Ему показалось, что миновало столетие, прежде чем он снова натыкается на пару белых холмиков. Голова отчаянно кружится, но Креслин все же останавливается, роется в седельных сумах и разживается мешком с провизией и кожаной курткой. От прикосновения к белому клинку желудок сводит судорогой, и беглец оставляет оружие у ног мертвого владельца.
Наконец его ноги ступают на твердую глину.
— Мегера… — бормочет Креслин. — Почему ты указала им на меня? Почему?
Едва переставляя свинцовые ноги, под проливным дождем, он идет и идет — пока не выбирается на каменную дорогу, рассекающую холмы.
Дождь нескончаем. Дождь везде. Дыхание хриплое и прерывистое, шаг нетвердый, внутри дрожь и жжение. Но Креслин снова и снова переставляет налитые свинцом ночи, с каждым шагом приближаясь к Монтгрену… к Мегере.
XLVII
Попридержав коня на узкой дороге, Клеррис присматривается к черным клубящимся тучам. Буря, два дня бушевавшая над холмами, лежащими меж Кертисом и Монтгреном, только-только начала утихать. Он качает головой и снова переводит взгляд на вьющуюся ленту дороги.

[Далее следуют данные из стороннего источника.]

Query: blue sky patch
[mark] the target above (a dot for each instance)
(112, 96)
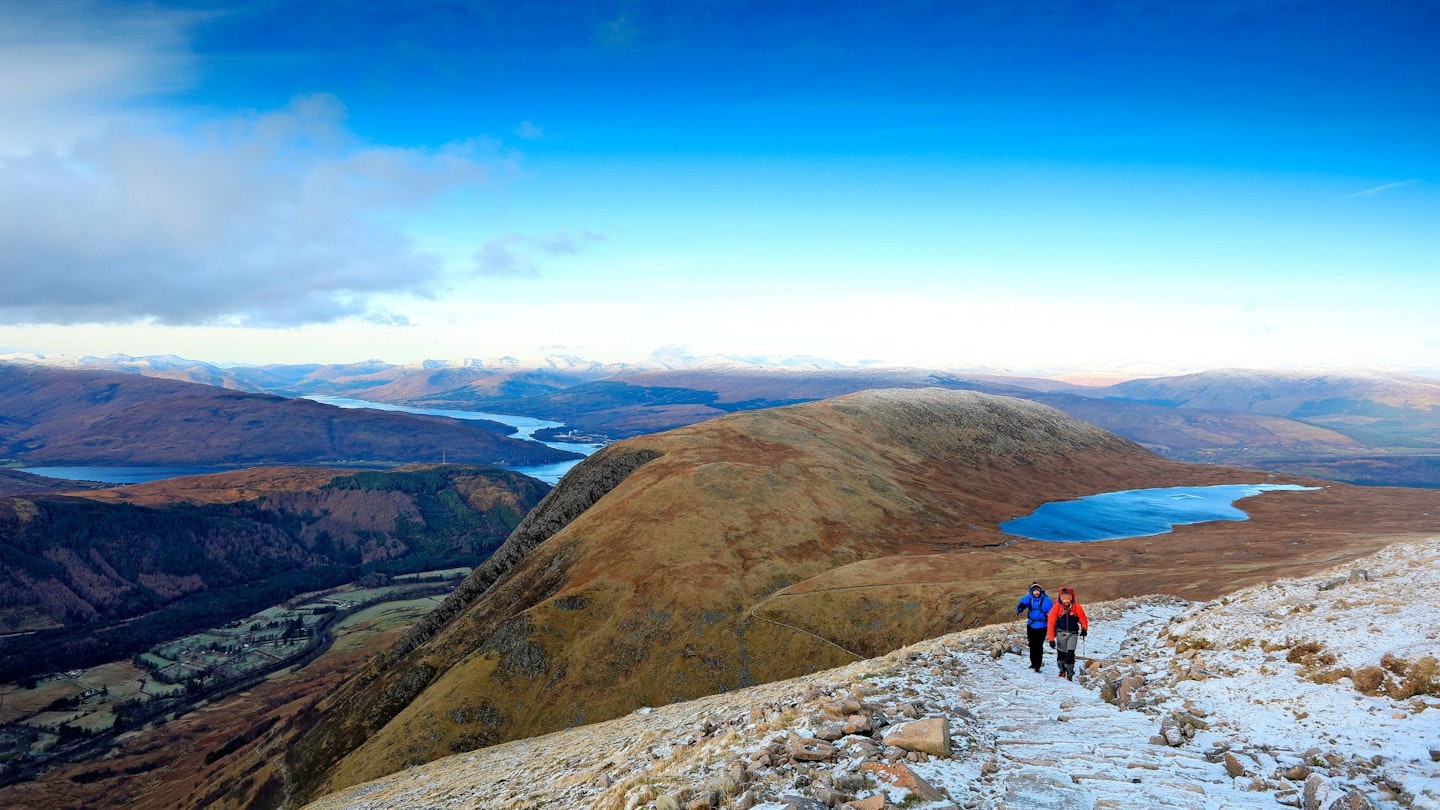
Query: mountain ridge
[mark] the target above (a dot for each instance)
(627, 598)
(1174, 708)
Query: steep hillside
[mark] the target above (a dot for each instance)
(87, 580)
(82, 417)
(1239, 702)
(16, 482)
(768, 544)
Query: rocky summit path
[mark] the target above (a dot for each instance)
(1321, 693)
(1037, 741)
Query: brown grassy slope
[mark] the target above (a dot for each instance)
(647, 595)
(771, 544)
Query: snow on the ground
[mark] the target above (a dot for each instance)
(1249, 701)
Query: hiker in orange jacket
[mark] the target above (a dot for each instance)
(1067, 624)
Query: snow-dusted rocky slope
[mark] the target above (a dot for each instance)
(1318, 692)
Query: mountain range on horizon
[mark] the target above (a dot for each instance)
(1354, 425)
(750, 545)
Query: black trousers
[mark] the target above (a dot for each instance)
(1037, 646)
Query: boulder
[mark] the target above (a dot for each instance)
(930, 735)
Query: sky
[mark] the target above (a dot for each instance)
(1020, 185)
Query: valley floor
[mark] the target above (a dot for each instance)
(1250, 701)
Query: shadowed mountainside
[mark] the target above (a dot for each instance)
(84, 417)
(18, 482)
(87, 580)
(771, 544)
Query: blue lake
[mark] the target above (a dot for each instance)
(1135, 513)
(524, 428)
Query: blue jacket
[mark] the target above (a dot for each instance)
(1038, 610)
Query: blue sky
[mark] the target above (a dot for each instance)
(1036, 186)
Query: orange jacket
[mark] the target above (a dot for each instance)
(1074, 616)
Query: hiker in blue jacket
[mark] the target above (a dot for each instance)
(1037, 604)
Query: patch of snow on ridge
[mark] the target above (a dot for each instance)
(1247, 701)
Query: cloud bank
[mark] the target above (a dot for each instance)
(113, 211)
(272, 219)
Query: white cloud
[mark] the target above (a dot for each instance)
(519, 255)
(71, 68)
(267, 219)
(1381, 189)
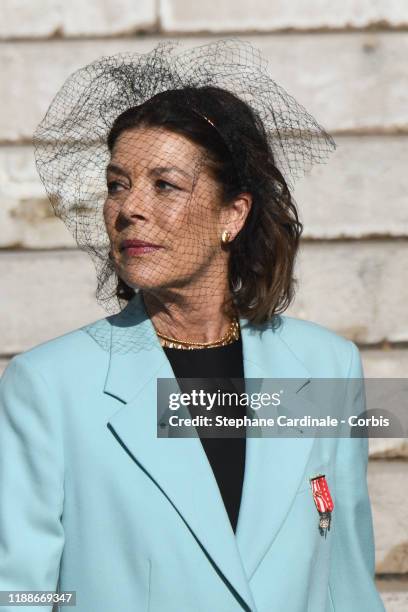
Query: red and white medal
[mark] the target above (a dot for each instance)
(323, 501)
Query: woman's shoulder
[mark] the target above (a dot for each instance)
(72, 350)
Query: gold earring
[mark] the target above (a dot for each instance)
(225, 237)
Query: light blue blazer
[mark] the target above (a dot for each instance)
(92, 499)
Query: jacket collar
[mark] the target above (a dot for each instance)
(273, 468)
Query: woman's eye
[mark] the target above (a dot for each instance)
(165, 185)
(111, 186)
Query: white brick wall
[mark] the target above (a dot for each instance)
(346, 62)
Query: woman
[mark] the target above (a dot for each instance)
(192, 149)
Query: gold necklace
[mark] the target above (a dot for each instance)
(231, 335)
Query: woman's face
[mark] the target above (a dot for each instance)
(160, 192)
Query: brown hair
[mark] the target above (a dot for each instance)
(262, 255)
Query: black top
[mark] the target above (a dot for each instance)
(225, 455)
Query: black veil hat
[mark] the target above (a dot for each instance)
(71, 142)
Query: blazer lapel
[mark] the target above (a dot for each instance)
(274, 466)
(180, 468)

— Тревожишься, как бы нас не перехватили дорожные стражи? — спрашивает его спутница, сидящая на светло-серой кобыле. Осень стоит теплая, но по утрам прохладно, и на плечи женщины накинут линялый зеленый плащ.
— Нет.
— Тебе все еще не дает покоя его побег?
— Дело не в его побеге. Дело вот в чем, — Клеррис указывает на тучи. — Ты представляешь, на какой высоте они должны находиться, чтобы мы видели их отсюда? Ты представляешь себе, какова его мощь? Скорее всего, холодный дождь будет литься над Кертисом и Монтгреном еще не один день.
— Я же говорила, что он умен…
— Лидия, ты представляешь себе… — мягко обрывает ее собеседник.
— Клеррис, — она тоже не дает ему договорить, — прекрати наконец взваливать всю тяжесть мира на свои плечи. Я говорила «умней», потому что знаю: он не станет играть со своими способностями, и если уж он устроил такую бурю, значит, без этого было не обойтись.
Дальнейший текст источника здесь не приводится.